= Dynamic business process management =

Dynamic business process management (dynamic BPM) is a solution which enables enterprises to react to changing conditions of operation (both interior and/or exterior) and cater to the individual needs of their clients in a timely fashion (and even provide a practically instant response in case of critical conditions), in accordance with process adaptations executed in real time by their direct process owners with access to the codified knowledge of their enterprises. The concept of a dynamic BPM is an extension of traditional (static) business process management tailored to learning organizations.

==Process execution should guarantee evolutionary flexibility==

Dynamic BPM provides an organizational and technical environment, allowing the process owners to modify or transform their processes independent of substantial IT support and a software development or maintenance lifecycle.

Processes should be defined and implemented in such a way as to enable supplements to, or even overhauls of, process activities, as authorized by direct process owners (e.g. contract managers or project coordinators). The authority to change executed processes on an ongoing basis should not be limited, as it had been thus far, to process leaders. Instead, it should also be given to the aforementioned groups. Direct process owners should also be allowed access to a process-driven application in order to execute activities, actions and even whole elementary processes not included in the standard process.

==Processes are considered completed only after having been documented==

The implementation of dynamic BPM should provide the inclusion of process definitions in the executive process-driven application, as well as to ensure that processes are considered completed only after having been documented, without the burden of excess reporting.

==Comprehensiveness and continuity==

The implementation of dynamic BPM should include the whole standard process along with vendors and subcontractors, with the aim of minimizing the inclusive costs and total supplies, while simultaneously reducing the total execution time.
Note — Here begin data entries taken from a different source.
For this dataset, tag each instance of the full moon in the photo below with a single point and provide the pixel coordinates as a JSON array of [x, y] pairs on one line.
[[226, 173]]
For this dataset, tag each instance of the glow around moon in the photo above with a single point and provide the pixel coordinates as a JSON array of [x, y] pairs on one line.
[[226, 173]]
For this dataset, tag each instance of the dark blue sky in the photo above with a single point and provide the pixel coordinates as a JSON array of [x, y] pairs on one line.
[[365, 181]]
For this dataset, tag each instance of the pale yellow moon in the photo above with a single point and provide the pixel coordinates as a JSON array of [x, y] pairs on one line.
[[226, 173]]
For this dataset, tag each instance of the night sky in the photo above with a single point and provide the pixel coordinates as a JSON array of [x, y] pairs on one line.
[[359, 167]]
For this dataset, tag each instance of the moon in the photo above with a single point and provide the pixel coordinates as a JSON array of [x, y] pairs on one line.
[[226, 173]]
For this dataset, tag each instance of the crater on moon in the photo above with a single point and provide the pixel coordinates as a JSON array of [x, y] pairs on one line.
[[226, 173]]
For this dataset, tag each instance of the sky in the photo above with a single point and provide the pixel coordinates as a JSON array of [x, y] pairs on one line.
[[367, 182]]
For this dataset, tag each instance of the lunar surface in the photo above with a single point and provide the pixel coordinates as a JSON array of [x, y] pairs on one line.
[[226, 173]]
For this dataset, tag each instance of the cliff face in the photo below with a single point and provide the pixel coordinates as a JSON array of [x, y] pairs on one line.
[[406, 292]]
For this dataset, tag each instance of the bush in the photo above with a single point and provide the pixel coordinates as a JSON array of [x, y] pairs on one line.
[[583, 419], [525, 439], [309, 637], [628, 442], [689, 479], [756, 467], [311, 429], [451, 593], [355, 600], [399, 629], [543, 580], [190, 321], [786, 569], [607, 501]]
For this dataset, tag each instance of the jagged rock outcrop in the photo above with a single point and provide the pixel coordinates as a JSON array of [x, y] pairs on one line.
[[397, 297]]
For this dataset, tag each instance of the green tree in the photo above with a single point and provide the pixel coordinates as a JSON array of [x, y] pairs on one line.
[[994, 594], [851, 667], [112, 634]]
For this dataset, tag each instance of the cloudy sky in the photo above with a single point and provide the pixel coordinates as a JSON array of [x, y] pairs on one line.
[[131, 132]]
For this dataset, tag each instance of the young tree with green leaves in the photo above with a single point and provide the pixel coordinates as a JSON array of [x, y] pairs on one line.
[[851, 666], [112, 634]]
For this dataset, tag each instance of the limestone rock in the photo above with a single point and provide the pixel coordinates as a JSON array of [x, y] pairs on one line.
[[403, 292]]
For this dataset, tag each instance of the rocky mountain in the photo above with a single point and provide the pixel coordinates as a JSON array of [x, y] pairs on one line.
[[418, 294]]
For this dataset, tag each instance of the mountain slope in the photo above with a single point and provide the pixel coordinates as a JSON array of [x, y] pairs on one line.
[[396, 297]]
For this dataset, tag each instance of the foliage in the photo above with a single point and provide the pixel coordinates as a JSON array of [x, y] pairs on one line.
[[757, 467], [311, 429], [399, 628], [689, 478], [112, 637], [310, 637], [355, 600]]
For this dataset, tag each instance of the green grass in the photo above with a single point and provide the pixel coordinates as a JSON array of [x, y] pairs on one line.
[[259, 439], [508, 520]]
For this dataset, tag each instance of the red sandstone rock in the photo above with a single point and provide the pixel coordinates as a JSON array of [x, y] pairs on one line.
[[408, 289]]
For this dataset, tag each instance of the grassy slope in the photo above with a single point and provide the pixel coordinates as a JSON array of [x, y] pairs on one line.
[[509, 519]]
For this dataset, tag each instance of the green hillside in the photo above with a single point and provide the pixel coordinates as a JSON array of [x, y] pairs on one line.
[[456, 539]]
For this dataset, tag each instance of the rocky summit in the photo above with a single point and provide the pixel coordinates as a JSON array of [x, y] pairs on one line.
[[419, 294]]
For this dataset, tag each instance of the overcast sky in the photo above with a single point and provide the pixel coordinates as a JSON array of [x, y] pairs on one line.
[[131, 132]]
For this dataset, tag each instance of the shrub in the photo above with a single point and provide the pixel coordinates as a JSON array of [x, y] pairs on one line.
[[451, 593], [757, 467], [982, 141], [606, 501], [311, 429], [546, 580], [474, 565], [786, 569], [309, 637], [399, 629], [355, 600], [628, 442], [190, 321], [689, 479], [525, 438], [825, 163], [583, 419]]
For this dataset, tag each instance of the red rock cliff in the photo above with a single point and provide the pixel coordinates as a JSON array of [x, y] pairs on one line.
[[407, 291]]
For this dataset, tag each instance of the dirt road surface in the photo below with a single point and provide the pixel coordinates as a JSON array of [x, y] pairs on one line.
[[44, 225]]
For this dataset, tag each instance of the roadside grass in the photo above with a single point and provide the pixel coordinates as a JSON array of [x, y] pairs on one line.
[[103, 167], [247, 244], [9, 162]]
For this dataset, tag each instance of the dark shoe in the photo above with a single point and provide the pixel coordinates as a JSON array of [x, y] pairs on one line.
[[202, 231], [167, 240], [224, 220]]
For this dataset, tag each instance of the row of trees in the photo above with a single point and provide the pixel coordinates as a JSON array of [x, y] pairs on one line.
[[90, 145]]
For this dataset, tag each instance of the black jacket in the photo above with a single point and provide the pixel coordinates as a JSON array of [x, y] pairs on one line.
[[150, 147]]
This approach considerably broadens the range of available options of raising effectiveness, as well as often the time of execution by means of optimization, which takes into account those activities which lie outside the scope of a single enterprise (e.g. deliveries, warranty services) within a single value-adding process.

== Implementing dynamic BPM ==
Implementing dynamic business process management without the aid of IT solutions is impossible, since it would require a considerably larger amount of work to cope with the ongoing management of executed processes. The rapid evolutionary jump from traditional BPMS solutions to dynamic BPMS solutions enables users to apply process management to those processes which are hard to structure, and therefore necessitate a dynamic approach, usually comprising the majority of an enterprise's processes.